Fortunately, however, the insurance mandate should pass even heightened scrutiny of its necessity. It is no mere economic stimulus. Economic logic and past experience suggest that the market for individual insurance would be severely crippled by regulations that, without a mandate, invite widespread adverse selection. This likelihood has already been borne out under the ACA: when early regulations required insurers, 3 years before the mandate’s implementation, to accept all children under 19 years of age regardless of preexisting conditions, most major insurers simply stopped selling child-only coverage.

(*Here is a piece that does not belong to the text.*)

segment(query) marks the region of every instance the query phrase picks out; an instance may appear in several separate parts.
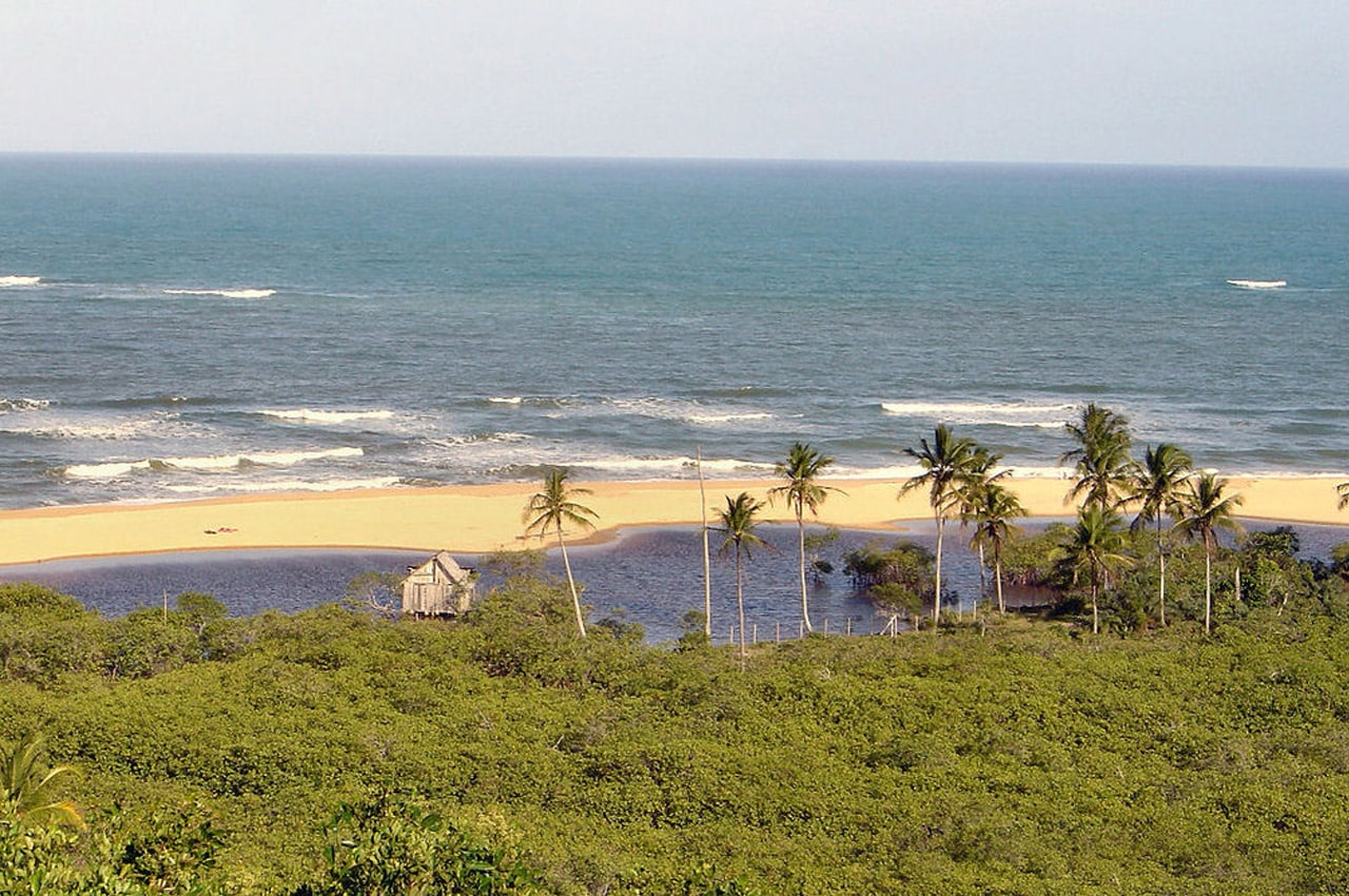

In sum, there is consensus that the mandate is inextricably intertwined with the other insurance regulations that are indisputably constitutional.5 Even the challengers appear to concede this point, by asking courts to strike the entire law rather than just the mandate. Thus, in appealing Judge Hudson’s ruling, the acknowledged undesirability, if not impossibility, of banning medical underwriting without a requirement to purchase insurance is the government’s strongest defense. Even if the mandate is not within Congress’s commerce power, it is necessary to accomplish the overall reform scheme — clearly within congressional power — of creating a market structure in which no one can ever again be turned down for health insurance.